Researchers at Teesside University have developed a way of detecting minute blood stains which would not be seen using current technology.
They have also found a way of checking the age of blood stains - something which is regarded as a holy grail of forensic science.
The failure to locate traces of blood during the original forensic examinations meant that the killers of both Stephen Lawrence and Damilola Taylor evaded justice.
It was only years later that traces of blood were identified and the killers were eventually brought to justice.
Experts hope the new blood detection technique will help investigators avoid these mistakes in the future.
It works by using a technique known as visible wavelength hyperspectral imaging.
This allows for the positive identification of blood which may be confused with other red colored substances.
It also enables investigators to pinpoint the age of a one month old blood stain to within one day.
Chemist Dr Meez Islam, see accompanying photo, who is one of the academics behind the forensic breakthrough, which also involved his colleagues Liam O'Hare, Peter Beveridge and PhD student Bo Li, said: "Often you go to crime scenes and what appears to be blood isn't blood.

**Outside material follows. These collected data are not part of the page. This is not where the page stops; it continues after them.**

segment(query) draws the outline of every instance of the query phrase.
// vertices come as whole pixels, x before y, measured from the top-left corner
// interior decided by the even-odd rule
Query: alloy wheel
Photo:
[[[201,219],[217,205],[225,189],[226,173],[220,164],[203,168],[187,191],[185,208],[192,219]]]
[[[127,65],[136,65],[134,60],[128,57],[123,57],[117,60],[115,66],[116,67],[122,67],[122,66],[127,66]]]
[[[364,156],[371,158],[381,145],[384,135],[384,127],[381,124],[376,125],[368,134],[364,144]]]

"Blood on dark backgrounds can be hard to see and there are traces of blood that are not visible to the naked eye.
"We have developed a technique which is a non-contact, non-destructive way of detecting and identifying blood.
"We use a camera with a liquid crystal tunable filter which takes a series of pictures at different wavelength bands and can identify blood stains through its unique absorption spectrum.

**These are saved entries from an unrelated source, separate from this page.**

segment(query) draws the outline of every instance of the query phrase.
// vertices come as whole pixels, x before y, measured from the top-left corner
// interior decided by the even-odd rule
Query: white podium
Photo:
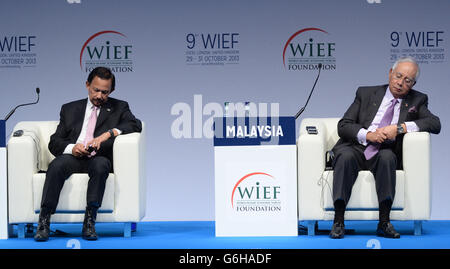
[[[6,175],[6,130],[0,120],[0,239],[8,239],[8,180]]]
[[[294,117],[214,120],[216,236],[297,236]]]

"It can quickly differentiate between what is blood and what isn't and it can locate blood stains on problematic areas such as red clothing or dark backgrounds and at diluted amounts.
"What this does is provide fast, at the scene identification of blood and speeds up the investigative process as items do not need to go back to a laboratory to be examined."
Dr Islam and his team currently have a prototype instrument and are in talks with manufacturers about developing a commercial instrument.
"Current methods for age determination of blood stains are neither accurate, reliable, robust nor usable at a crime scene," said Dr. Islam, who said the development was potentially "a huge step forward" for forensic science.
To mark the 21st anniversary of forensics at Teesside - which was the first university to offer crime scene courses - a special celebratory event is taking place at the university on Thursday, November 7.
Bestselling crime writer Val McDermid, famous for her Wire in the Blood series, will be the guest of honour and will talk about how scientific fact is now informing fiction.